Obama’s poll numbers are lukewarm at best, especially when it comes to his handling of the economy, and his lobbying for the jobs package has not particularly increased his approval ratings.
But surveys have shown broad support for several of the proposals tucked within the American Jobs Act, as well as a surtax on millionaires, the Democrats’ preferred method for paying for the collection of targeted tax cuts and spending measures.
Meanwhile, Congress in general has polled dramatically worse than the president in recent weeks, with one survey placing approval of federal lawmakers at 9 percent. Some pollsters, like Quinnipiac, also recently found Democrats with a lead over Republicans in generic congressional ballots.
Even so, John Feehery, a Republican strategist, said he was skeptical Obama’s campaign could tie what was happening on Capitol Hill to Romney or any other GOP presidential candidate — in large part because Democrats control the Senate.

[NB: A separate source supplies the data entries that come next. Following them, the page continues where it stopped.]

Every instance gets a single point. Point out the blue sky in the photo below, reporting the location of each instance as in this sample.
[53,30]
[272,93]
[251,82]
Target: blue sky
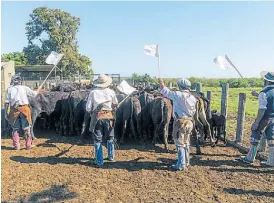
[190,35]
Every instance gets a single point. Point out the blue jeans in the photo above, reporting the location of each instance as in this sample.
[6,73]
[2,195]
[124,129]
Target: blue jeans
[21,122]
[267,126]
[103,130]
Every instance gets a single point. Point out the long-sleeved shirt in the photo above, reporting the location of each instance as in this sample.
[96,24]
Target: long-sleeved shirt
[263,98]
[103,96]
[18,95]
[184,103]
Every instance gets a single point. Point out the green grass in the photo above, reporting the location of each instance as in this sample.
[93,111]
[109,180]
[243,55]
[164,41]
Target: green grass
[233,99]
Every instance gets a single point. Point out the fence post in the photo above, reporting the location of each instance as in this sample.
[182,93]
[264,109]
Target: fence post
[199,87]
[241,117]
[224,102]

“If he had been in the middle of the scrum, he’d have more credibility,” Feehery said. “It’s completely obvious that he’s trying to blame Congress for his own lack of progress.”

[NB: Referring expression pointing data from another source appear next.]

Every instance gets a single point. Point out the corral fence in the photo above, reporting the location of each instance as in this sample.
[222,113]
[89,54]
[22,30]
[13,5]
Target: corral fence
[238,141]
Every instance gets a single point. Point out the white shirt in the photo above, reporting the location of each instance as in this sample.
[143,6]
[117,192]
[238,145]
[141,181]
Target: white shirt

But Democrats, including supercommittee members like Sen. John Kerry of Massachusetts, said the president’s involvement would have only politicized the process even further. And Carney noted Monday that the president had released his own deficit-reduction roadmap during the early stages of the panel’s negotiations.
With Republicans and Democrats still deeply divided over issues like taxes, spending and how to spark economic growth, Democratic strategists are confident that the president could win a popularity battle with Congress.
“The president has had a strong few months, precisely because he has relentlessly cast congressional Republicans as dysfunctional do-nothings who are fiddling while Rome burns,” Doug Thornell, a former spokesman for Rep. Chris Van Hollen (D-Md.), told The Hill in an email. “The strategy is working because it has the added benefit of being true.”
Looking forward, GOP lawmakers have yet to fully embrace the payroll tax cut, with some saying that policymakers should look to enact more permanent tax changes.
In his jobs plan, Obama proposes both expanding and extending the payroll tax cut for individuals, and also giving a payroll tax break to employers.
The payroll tax cut allows workers to pay 4.2 percent on their first $106,800 of income, instead of 6.2 percent; the White House plan would bring that rate down to 3.1 percent in 2012.
But some liberal Democrats are themselves concerned that the tax break could hurt Social Security, which is funded by the payroll tax. The 2011 payroll tax cut is estimated to have reduced federal revenues by roughly $112 billion.